Amatenango was founded in 1528 by Tzeltal Mayans and women here have taught pottery to their daughters since before the Spanish Conquest.

The craft has survived the passage of time and if you walk the streets of the village it's possible to see women offering you clay doves, chickens, Moons, jaguars, Suns, jugs, and dinnerware sets.

With a population of almost 10,000 people, Amatenango is famous for its culture, traditions, and costumes, yet above all, for its female potters.

This is where each morning, the “Tozontajal” (female potters in Tzeltal) shape clay with their hands, a material they've used for decades to help support their families.
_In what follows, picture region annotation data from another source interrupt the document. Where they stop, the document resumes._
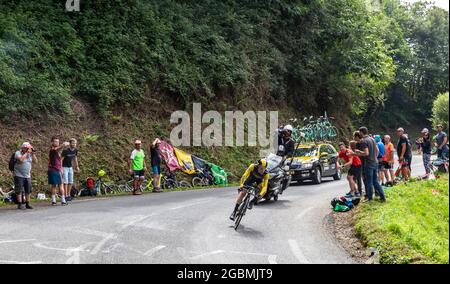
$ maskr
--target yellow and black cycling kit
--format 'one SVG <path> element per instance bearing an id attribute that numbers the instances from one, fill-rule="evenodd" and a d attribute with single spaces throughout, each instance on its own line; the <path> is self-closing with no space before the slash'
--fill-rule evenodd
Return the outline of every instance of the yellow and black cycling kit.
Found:
<path id="1" fill-rule="evenodd" d="M 264 171 L 261 175 L 258 173 L 258 165 L 251 164 L 244 175 L 241 177 L 240 187 L 242 188 L 244 185 L 253 186 L 254 184 L 258 185 L 259 195 L 263 197 L 267 192 L 267 185 L 269 184 L 269 173 Z"/>

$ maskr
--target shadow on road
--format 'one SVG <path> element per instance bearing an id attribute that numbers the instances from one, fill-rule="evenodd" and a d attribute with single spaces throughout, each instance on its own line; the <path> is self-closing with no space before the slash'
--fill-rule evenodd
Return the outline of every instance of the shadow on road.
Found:
<path id="1" fill-rule="evenodd" d="M 233 230 L 234 230 L 234 226 L 230 226 L 230 228 L 233 228 Z M 246 226 L 244 226 L 242 224 L 239 225 L 239 228 L 236 230 L 236 232 L 239 235 L 250 237 L 252 239 L 262 239 L 262 238 L 264 238 L 264 234 L 262 232 L 260 232 L 258 230 L 254 230 L 254 229 L 252 229 L 250 227 L 246 227 Z"/>
<path id="2" fill-rule="evenodd" d="M 315 184 L 312 181 L 304 181 L 304 182 L 301 182 L 301 183 L 293 183 L 289 187 L 302 187 L 302 186 L 308 186 L 309 187 L 309 186 L 314 186 L 314 185 L 321 185 L 321 184 L 324 184 L 324 183 L 330 183 L 330 182 L 333 182 L 333 181 L 335 181 L 335 180 L 333 180 L 333 179 L 330 179 L 330 180 L 326 179 L 326 180 L 323 180 L 322 183 L 320 183 L 320 184 Z"/>
<path id="3" fill-rule="evenodd" d="M 261 202 L 255 208 L 258 209 L 258 208 L 277 207 L 277 208 L 281 208 L 281 209 L 286 209 L 286 208 L 290 208 L 291 207 L 289 205 L 290 203 L 292 203 L 292 201 L 290 201 L 288 199 L 278 199 L 278 201 L 270 200 L 270 201 Z"/>

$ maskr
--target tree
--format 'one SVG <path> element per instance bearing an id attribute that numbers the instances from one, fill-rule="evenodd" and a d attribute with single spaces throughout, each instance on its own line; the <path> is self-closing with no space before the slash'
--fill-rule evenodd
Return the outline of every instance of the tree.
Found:
<path id="1" fill-rule="evenodd" d="M 448 92 L 439 94 L 433 102 L 433 126 L 442 124 L 448 130 Z"/>

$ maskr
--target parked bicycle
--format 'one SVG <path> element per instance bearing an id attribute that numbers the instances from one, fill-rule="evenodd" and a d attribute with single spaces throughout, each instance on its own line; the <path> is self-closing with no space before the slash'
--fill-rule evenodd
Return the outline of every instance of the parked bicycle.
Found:
<path id="1" fill-rule="evenodd" d="M 5 203 L 13 203 L 14 202 L 14 187 L 10 188 L 9 190 L 3 191 L 3 189 L 0 187 L 0 200 Z"/>
<path id="2" fill-rule="evenodd" d="M 234 229 L 235 230 L 237 230 L 237 228 L 241 224 L 241 220 L 245 216 L 245 213 L 247 212 L 250 202 L 254 198 L 257 198 L 257 196 L 258 196 L 258 188 L 257 187 L 245 186 L 244 190 L 247 191 L 247 194 L 245 195 L 244 200 L 242 201 L 241 205 L 238 208 L 238 211 L 236 212 L 235 221 L 234 221 Z"/>
<path id="3" fill-rule="evenodd" d="M 214 184 L 214 176 L 209 171 L 198 169 L 192 178 L 192 186 L 208 186 Z"/>

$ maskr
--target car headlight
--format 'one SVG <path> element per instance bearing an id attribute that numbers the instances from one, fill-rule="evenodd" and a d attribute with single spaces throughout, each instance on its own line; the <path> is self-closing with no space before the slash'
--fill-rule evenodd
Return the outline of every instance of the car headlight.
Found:
<path id="1" fill-rule="evenodd" d="M 304 163 L 302 163 L 302 168 L 303 169 L 311 169 L 312 166 L 313 166 L 313 163 L 311 163 L 311 162 L 304 162 Z"/>

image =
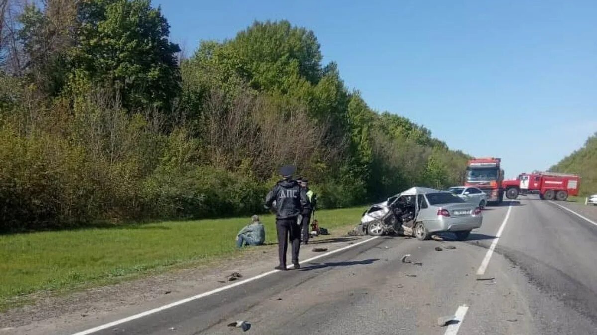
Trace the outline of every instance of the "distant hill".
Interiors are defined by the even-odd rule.
[[[582,178],[581,194],[597,193],[597,133],[589,137],[582,147],[550,168],[549,171],[580,174]]]

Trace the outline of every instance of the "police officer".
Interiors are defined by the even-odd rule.
[[[286,270],[286,253],[288,238],[292,242],[293,263],[295,269],[300,269],[298,251],[300,249],[300,226],[297,224],[297,217],[307,205],[307,195],[292,176],[296,171],[294,165],[285,165],[280,168],[284,178],[278,182],[265,199],[265,207],[269,209],[275,201],[276,230],[278,231],[278,253],[280,265],[278,270]]]
[[[311,214],[315,209],[313,191],[309,188],[309,180],[303,178],[300,180],[300,186],[304,190],[307,195],[307,205],[303,207],[301,213],[301,228],[302,229],[302,239],[303,243],[309,244],[309,222],[311,220]]]

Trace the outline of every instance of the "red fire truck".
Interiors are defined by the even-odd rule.
[[[508,199],[516,199],[519,193],[538,193],[541,199],[563,201],[569,195],[578,195],[580,186],[577,174],[538,171],[522,173],[516,179],[503,182]]]
[[[500,168],[501,160],[489,157],[475,158],[466,163],[464,186],[475,186],[487,193],[487,201],[501,202],[504,198],[504,170]]]

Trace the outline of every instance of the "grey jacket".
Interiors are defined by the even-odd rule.
[[[269,209],[276,202],[276,219],[290,219],[298,216],[309,205],[307,193],[296,180],[281,180],[269,191],[265,198],[265,207]]]
[[[238,232],[237,236],[241,235],[256,244],[263,244],[265,242],[265,228],[259,222],[253,222],[245,226]]]

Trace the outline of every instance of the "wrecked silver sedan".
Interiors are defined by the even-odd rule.
[[[463,240],[482,221],[481,209],[474,204],[445,191],[414,187],[370,207],[359,227],[370,235],[395,233],[421,240],[451,232]]]

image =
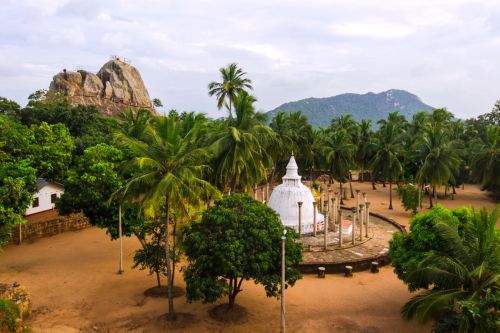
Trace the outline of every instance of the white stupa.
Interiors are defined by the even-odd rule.
[[[280,215],[281,223],[299,230],[299,206],[302,202],[302,234],[311,234],[314,228],[314,197],[300,179],[295,158],[290,157],[283,183],[278,185],[269,198],[269,206]],[[323,230],[325,217],[316,208],[316,230]]]

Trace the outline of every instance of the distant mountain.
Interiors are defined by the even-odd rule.
[[[288,102],[267,113],[272,119],[279,111],[302,111],[314,127],[326,127],[333,118],[352,114],[357,121],[371,119],[375,124],[387,118],[389,112],[399,111],[406,119],[411,119],[417,111],[431,111],[434,108],[424,104],[417,96],[404,91],[391,89],[378,94],[341,94],[326,98],[307,98]]]

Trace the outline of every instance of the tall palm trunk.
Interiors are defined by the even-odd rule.
[[[170,266],[170,246],[168,244],[168,241],[170,239],[170,232],[168,228],[168,222],[170,218],[170,210],[169,210],[169,203],[168,203],[168,195],[165,196],[165,215],[166,215],[166,221],[165,221],[165,255],[166,261],[167,261],[167,295],[168,295],[168,315],[171,319],[175,319],[175,311],[174,311],[174,299],[172,297],[172,267]]]
[[[389,209],[392,209],[392,181],[389,181]]]

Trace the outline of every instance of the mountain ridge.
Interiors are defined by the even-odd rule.
[[[432,111],[434,107],[406,90],[389,89],[380,93],[365,94],[343,93],[331,97],[309,97],[298,101],[283,103],[268,111],[268,119],[272,119],[279,111],[302,111],[314,127],[326,127],[333,118],[343,114],[352,114],[357,121],[370,119],[376,123],[387,118],[389,112],[398,111],[407,119],[411,119],[417,111]]]

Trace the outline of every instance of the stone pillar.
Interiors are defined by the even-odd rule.
[[[316,201],[313,201],[313,236],[316,237]]]
[[[339,215],[339,247],[342,247],[342,210],[340,210],[340,215]]]
[[[299,205],[299,238],[302,238],[302,201],[297,202]]]
[[[364,212],[364,208],[365,205],[364,204],[361,204],[358,206],[358,216],[359,216],[359,240],[360,241],[363,241],[363,223],[364,223],[364,220],[365,220],[365,212]]]
[[[356,215],[357,214],[358,214],[358,209],[357,209],[357,207],[354,207],[352,209],[352,233],[351,233],[352,245],[354,245],[354,238],[356,237]]]
[[[365,209],[365,219],[366,219],[366,234],[365,236],[368,237],[368,227],[370,225],[370,203],[367,202],[365,203],[366,209]]]
[[[323,234],[323,246],[326,248],[328,246],[328,214],[325,215],[325,233]]]

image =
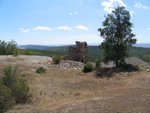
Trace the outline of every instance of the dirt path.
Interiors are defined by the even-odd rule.
[[[7,113],[150,113],[150,72],[97,78],[93,72],[51,68],[51,61],[43,56],[0,56],[0,76],[5,66],[19,65],[33,94],[31,103],[15,105]],[[37,74],[39,66],[47,67],[47,73]]]
[[[24,67],[48,67],[52,62],[52,58],[47,56],[30,56],[30,55],[19,55],[13,57],[12,55],[1,55],[0,66],[18,65]]]
[[[32,105],[18,105],[8,113],[150,112],[150,73],[108,79],[53,69],[28,79],[34,94]]]

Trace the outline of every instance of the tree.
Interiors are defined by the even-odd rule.
[[[13,55],[16,49],[17,43],[14,40],[9,42],[0,40],[0,55]]]
[[[103,28],[99,28],[100,36],[104,39],[99,48],[102,50],[104,62],[114,61],[116,67],[120,61],[124,61],[129,55],[129,47],[136,43],[132,33],[130,14],[125,7],[117,7],[108,14],[103,22]]]

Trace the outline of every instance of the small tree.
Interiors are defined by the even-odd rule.
[[[130,14],[125,7],[117,7],[111,14],[106,16],[103,22],[104,28],[99,28],[100,36],[104,41],[99,46],[102,49],[105,62],[114,61],[116,67],[119,61],[124,61],[129,55],[129,47],[136,43],[132,33]]]

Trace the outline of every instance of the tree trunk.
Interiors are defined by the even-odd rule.
[[[118,59],[116,59],[116,67],[119,67]]]

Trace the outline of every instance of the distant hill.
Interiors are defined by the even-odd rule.
[[[56,46],[44,46],[44,45],[18,45],[19,49],[35,49],[35,50],[47,50]]]

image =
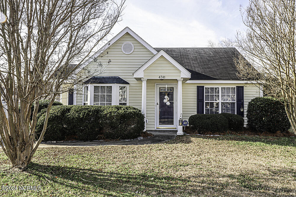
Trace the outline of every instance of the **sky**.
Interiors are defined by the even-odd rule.
[[[126,0],[110,38],[128,27],[153,47],[206,47],[245,27],[248,0]]]

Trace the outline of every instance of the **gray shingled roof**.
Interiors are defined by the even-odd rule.
[[[192,80],[239,80],[235,48],[155,48],[162,49],[191,73]]]
[[[118,76],[93,76],[86,80],[84,84],[129,84],[126,81]]]

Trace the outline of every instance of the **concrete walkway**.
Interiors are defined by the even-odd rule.
[[[88,142],[62,142],[42,144],[38,148],[48,147],[67,147],[67,146],[110,146],[112,145],[141,145],[163,143],[174,139],[177,136],[177,132],[172,131],[147,131],[154,136],[149,138],[128,141],[90,141]]]

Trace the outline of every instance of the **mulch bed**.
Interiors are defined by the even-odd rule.
[[[186,126],[185,127],[185,129],[183,128],[183,131],[188,134],[201,134],[205,135],[246,135],[248,136],[271,136],[272,137],[295,137],[294,133],[290,132],[289,131],[287,131],[285,132],[281,132],[280,131],[277,131],[275,133],[270,133],[269,132],[264,132],[261,133],[257,132],[251,131],[247,128],[244,128],[244,131],[241,132],[236,132],[234,131],[228,131],[226,132],[215,132],[212,133],[212,132],[202,132],[201,133],[197,131],[193,128],[192,127],[190,126]]]

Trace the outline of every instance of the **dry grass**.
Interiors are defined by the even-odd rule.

They still use Pre-hispanic techniques in their pottery; they walk several kilometers to gather raw material and bring it home to mix it with sand and give it some consistency. Then, they shape and polish their pieces before they subject them to the fires lit at the wide yards of their homes.

Some pieces can take up to 15 to six months to be made, such as the Jaguars, part of the Mayan cosmogony, or the pots they decorate in several colors – which they extract from natural ingredients.

It's a long and careful process that returns them small earnings.

“We earn little, to be honest. I have a group of women and we all work. If an order comes in we all share the work,” says Paulina López.

Amatenango is mostly a village dependent on agriculture. The men work the land, sowing corn and beans. They receive their earnings once a year and this why women bear most of the responsibility of providing for their families.

“Men almost never help, only when they aren't busy in the fields,” states Simona, who has spent over 30 years working as a potter.